At the core manufacturing remains. We make things here. Always have. Going back to the early days of the Moravians across the river in the 1740s, who produced goods both for themselves and the growing colonies.

Manufacturing again is the largest part of the Lehigh Valley economy. An array of about 750 manufacturers employ about 37,000 workers. The pump out $9 billion a year in GDP, 16 percent of the Lehigh Valley’s economy. By comparison, manufacturing is 12 percent of the U.S. economy.

We punch above our weight class.

We make everything from medical devices to semiconductors, to steel pipe valves and airplane parts, to beer and cranberry juice, to Mack Trucks and crayons – and a lot in between. In honor of our 30th Anniversary we’ve assembled about two dozen of those products and manufacturers here today. They’re displaying their products and telling their story. Our story. We call it Made in Lehigh Valley.

The first Crayola crayons stamped Made in Lehigh Valley have come off the line – and are in your bags. Thank you, Crayola, for honoring us – and leading the way.

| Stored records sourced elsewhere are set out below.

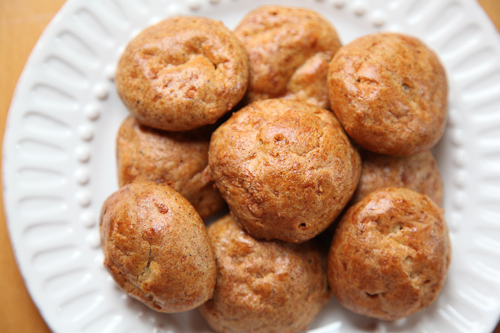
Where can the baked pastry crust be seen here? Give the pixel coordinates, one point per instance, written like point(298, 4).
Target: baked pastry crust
point(156, 247)
point(390, 93)
point(179, 159)
point(285, 168)
point(418, 172)
point(264, 286)
point(289, 50)
point(390, 254)
point(182, 73)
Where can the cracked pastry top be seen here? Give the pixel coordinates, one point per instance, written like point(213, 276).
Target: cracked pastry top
point(390, 93)
point(418, 172)
point(285, 168)
point(289, 50)
point(179, 159)
point(156, 247)
point(264, 286)
point(182, 73)
point(390, 254)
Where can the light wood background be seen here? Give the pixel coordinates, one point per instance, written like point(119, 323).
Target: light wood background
point(21, 23)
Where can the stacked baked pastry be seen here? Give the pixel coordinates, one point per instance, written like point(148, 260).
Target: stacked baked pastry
point(287, 164)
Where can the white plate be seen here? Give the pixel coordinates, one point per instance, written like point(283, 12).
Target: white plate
point(59, 166)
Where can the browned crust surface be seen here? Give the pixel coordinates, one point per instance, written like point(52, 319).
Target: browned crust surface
point(264, 286)
point(179, 159)
point(289, 50)
point(390, 93)
point(156, 247)
point(390, 254)
point(418, 172)
point(285, 168)
point(182, 73)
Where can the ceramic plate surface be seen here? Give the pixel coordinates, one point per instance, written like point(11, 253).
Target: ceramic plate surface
point(59, 159)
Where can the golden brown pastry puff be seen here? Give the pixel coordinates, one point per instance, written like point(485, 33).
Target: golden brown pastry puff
point(156, 247)
point(289, 50)
point(179, 159)
point(390, 93)
point(182, 73)
point(264, 286)
point(418, 172)
point(390, 254)
point(285, 168)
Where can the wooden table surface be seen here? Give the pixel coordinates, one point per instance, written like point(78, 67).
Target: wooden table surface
point(21, 23)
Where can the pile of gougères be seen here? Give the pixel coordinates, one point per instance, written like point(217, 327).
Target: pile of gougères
point(307, 142)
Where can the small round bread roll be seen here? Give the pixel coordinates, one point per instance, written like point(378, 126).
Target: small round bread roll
point(179, 159)
point(418, 172)
point(390, 93)
point(182, 73)
point(289, 50)
point(156, 247)
point(390, 254)
point(264, 286)
point(285, 168)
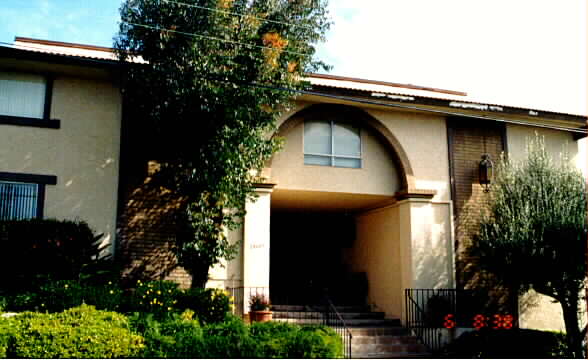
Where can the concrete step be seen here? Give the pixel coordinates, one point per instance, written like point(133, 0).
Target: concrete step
point(344, 315)
point(387, 346)
point(393, 355)
point(319, 308)
point(359, 331)
point(351, 323)
point(384, 339)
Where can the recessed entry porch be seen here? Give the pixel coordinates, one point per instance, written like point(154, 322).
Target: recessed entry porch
point(313, 236)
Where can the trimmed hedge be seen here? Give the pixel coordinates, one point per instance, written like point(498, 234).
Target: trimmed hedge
point(182, 337)
point(81, 332)
point(64, 249)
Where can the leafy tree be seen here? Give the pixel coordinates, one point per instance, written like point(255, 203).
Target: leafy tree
point(209, 76)
point(532, 234)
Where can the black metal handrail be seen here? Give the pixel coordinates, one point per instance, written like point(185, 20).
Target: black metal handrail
point(418, 322)
point(338, 324)
point(430, 313)
point(315, 312)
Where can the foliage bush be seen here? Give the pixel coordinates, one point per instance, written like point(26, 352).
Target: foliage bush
point(179, 336)
point(315, 342)
point(155, 297)
point(515, 343)
point(64, 249)
point(163, 298)
point(272, 338)
point(8, 329)
point(56, 296)
point(81, 332)
point(210, 305)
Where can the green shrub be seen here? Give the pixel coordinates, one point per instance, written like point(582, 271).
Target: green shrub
point(229, 339)
point(210, 305)
point(178, 336)
point(56, 296)
point(155, 297)
point(8, 330)
point(62, 250)
point(81, 332)
point(515, 343)
point(273, 338)
point(315, 342)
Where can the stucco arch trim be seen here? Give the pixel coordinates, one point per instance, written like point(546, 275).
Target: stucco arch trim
point(362, 117)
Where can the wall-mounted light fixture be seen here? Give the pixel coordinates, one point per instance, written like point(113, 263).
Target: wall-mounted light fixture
point(486, 172)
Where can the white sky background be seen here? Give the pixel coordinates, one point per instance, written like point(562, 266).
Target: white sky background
point(528, 53)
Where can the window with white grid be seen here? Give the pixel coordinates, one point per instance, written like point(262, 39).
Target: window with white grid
point(332, 143)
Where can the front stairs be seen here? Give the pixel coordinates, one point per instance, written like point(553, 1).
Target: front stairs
point(373, 336)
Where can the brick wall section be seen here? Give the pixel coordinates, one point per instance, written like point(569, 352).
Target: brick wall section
point(147, 228)
point(468, 141)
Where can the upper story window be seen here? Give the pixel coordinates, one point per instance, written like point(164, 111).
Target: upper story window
point(25, 99)
point(22, 196)
point(332, 143)
point(18, 200)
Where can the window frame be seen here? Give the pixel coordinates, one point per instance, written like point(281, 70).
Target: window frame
point(40, 180)
point(46, 121)
point(332, 155)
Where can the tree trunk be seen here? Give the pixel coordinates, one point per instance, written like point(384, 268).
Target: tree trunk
point(199, 273)
point(573, 333)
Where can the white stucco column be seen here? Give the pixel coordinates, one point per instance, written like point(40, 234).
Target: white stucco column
point(256, 245)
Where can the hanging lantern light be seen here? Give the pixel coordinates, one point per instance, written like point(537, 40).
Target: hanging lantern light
point(486, 172)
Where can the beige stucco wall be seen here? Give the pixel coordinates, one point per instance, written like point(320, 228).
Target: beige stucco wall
point(378, 174)
point(83, 153)
point(555, 142)
point(423, 138)
point(376, 252)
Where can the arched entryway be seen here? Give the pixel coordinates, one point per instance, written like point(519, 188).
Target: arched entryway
point(316, 203)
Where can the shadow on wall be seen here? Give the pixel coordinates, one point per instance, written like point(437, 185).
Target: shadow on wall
point(470, 275)
point(147, 232)
point(433, 259)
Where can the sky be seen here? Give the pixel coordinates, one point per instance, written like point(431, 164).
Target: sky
point(527, 53)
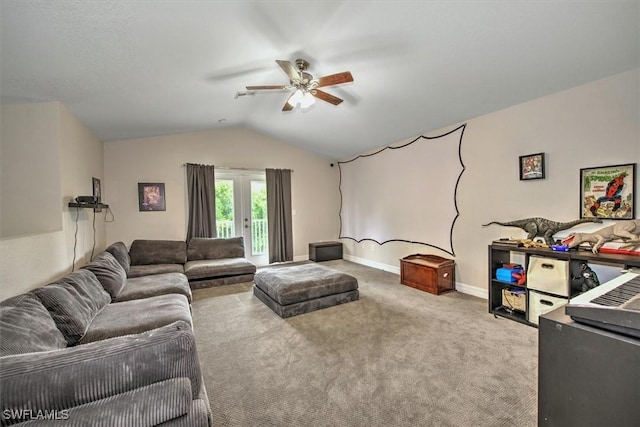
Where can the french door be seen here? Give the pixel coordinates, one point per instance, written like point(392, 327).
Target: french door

In the end, the story of this region is the story of its people, its companies, its schools, institutions, and neighborhoods. Our shared history – our culture, our story. The old has been infused with the new and we’ve become better. We’ve always welcomed new people, new companies, new ideas. We know how to reinvent and reimagine. That’s why we don’t stay down too long, and our future is always brighter than our past.

I can only hope I’m still here 30 years from now to see what the next three decades brings.

As our good friend Jay Garner – fresh off the plane from Atlanta – makes his way to the podium, check out our 30th Anniversary Video, produced right here in the Lehigh Valley, just like all the videos that you are seeing today.